The mooncake of sweetened bean paste with egg yolk, made by Fudan University [eastday.com]
The mooncake is a traditional Chinese snack eaten during Mid-autumn Festival. To celebrate the special date, several domestic universities have produced unique versions carved with their own emblems. Here are such delicacies from Shanghai's five top universities.
This year, the mooncake of Fudan University features six fillings, which are sweetened bean paste, lotus seed paste, five kernels, sweetened bean paste with egg yolk, purple sweet potato, and spiced beef. The price ranges from 6 yuan (U.S.$ 0.9) to 8 yuan (U.S.$ 1.2) per cake.
Shanghai Jiao Tong University
Shanghai Jiao Tong University made their mooncake with the motto "Gratitude and Responsibility" to help promote a positive ethos among students.
The university initiated a poll from June 13-16 to vote for the flavors to be used, and eventually went for egg yolk, Dahongpao tea paste, cheese, purple sweet potato and coconut.
Tongji University has offered three series of mooncakes, as follows,
Sweetened bean paste: 5.5 yuan (U.S.$ 0.8) each
Multinuts: 6.5 yuan (U.S.$ 1.0) each
Durian: 8 yuan (U.S.$ 1.2) each
Custard: 5.5 yuan (U.S.$ 0.8) each
Roast pork: 5.5 yuan (U.S.$ 0.8) each
Fresh flower: 5 yuan (U.S.$ 0.7) each
Fresh meat: 3 yuan (U.S.$ 0.8) each
Japanese-style mooncakes: 35 yuan (U.S.$ 5.3) per package
East China Normal University
Since September 4, the university has provided Cantonese-style mooncakes with fillings such as lotus seed paste with egg yolk, five kernels with spiced salt, mushroom with ham and red peanut paste. They have also offered Suzhou-style mooncakes with meat.

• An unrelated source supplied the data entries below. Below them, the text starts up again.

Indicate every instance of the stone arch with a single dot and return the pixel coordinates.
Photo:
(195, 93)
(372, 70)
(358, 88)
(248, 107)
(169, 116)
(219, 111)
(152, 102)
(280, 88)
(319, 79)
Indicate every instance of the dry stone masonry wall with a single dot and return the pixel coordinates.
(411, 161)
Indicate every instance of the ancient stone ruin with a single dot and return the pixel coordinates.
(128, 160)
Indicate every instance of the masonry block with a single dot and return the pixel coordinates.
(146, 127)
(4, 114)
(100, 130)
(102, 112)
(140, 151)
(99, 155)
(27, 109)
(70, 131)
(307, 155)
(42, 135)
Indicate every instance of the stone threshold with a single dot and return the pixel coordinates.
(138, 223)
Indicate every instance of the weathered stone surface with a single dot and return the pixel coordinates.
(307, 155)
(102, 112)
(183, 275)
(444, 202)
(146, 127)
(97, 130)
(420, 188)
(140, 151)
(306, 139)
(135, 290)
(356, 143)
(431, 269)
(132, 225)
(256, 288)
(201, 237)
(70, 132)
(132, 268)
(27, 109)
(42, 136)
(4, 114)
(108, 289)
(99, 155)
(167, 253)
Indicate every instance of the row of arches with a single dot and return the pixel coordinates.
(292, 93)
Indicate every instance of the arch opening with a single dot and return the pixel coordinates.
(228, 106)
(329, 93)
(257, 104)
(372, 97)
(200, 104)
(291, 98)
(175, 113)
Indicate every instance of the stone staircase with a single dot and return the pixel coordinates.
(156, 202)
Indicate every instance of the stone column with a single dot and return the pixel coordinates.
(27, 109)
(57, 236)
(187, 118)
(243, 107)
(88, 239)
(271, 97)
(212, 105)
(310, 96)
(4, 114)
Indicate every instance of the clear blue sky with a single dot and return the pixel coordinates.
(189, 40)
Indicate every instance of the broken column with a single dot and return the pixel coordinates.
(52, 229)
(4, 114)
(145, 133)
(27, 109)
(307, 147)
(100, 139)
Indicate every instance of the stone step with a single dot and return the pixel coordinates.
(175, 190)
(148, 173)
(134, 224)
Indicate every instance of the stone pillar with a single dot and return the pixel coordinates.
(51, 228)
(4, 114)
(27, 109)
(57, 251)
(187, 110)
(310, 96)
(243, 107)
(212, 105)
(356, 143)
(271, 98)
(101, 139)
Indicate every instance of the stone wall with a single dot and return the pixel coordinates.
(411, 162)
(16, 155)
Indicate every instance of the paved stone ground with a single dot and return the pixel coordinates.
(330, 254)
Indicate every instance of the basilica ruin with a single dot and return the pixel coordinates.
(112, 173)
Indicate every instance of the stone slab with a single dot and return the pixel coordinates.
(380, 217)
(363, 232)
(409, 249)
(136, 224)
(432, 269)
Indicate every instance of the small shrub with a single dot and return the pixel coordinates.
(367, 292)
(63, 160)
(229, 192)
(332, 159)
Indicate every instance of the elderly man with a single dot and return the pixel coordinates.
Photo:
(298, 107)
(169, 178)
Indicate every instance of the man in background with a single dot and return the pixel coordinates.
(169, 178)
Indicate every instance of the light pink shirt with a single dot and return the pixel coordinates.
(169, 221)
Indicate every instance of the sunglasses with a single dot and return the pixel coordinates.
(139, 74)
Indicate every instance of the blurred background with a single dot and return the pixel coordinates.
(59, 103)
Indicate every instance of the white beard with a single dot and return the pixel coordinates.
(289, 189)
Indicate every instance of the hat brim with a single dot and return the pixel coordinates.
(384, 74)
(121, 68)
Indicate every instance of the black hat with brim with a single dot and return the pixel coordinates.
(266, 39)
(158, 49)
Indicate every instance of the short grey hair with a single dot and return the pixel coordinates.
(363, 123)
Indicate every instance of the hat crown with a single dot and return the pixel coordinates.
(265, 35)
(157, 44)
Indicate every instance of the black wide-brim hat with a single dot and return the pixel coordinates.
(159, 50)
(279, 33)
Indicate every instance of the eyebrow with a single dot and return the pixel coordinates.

Shanghai University of Traditional Chinese Medicine
The university has promoted mooncakes carved with a taichi diagram or the school badge. The fillings boast medicinal and edible ingredients like lotus seeds, wolfberries, red peanuts and orange peel.
Their mooncakes are said to help invigorate the spleen, reinforce the stomach, and tranquilize the mind.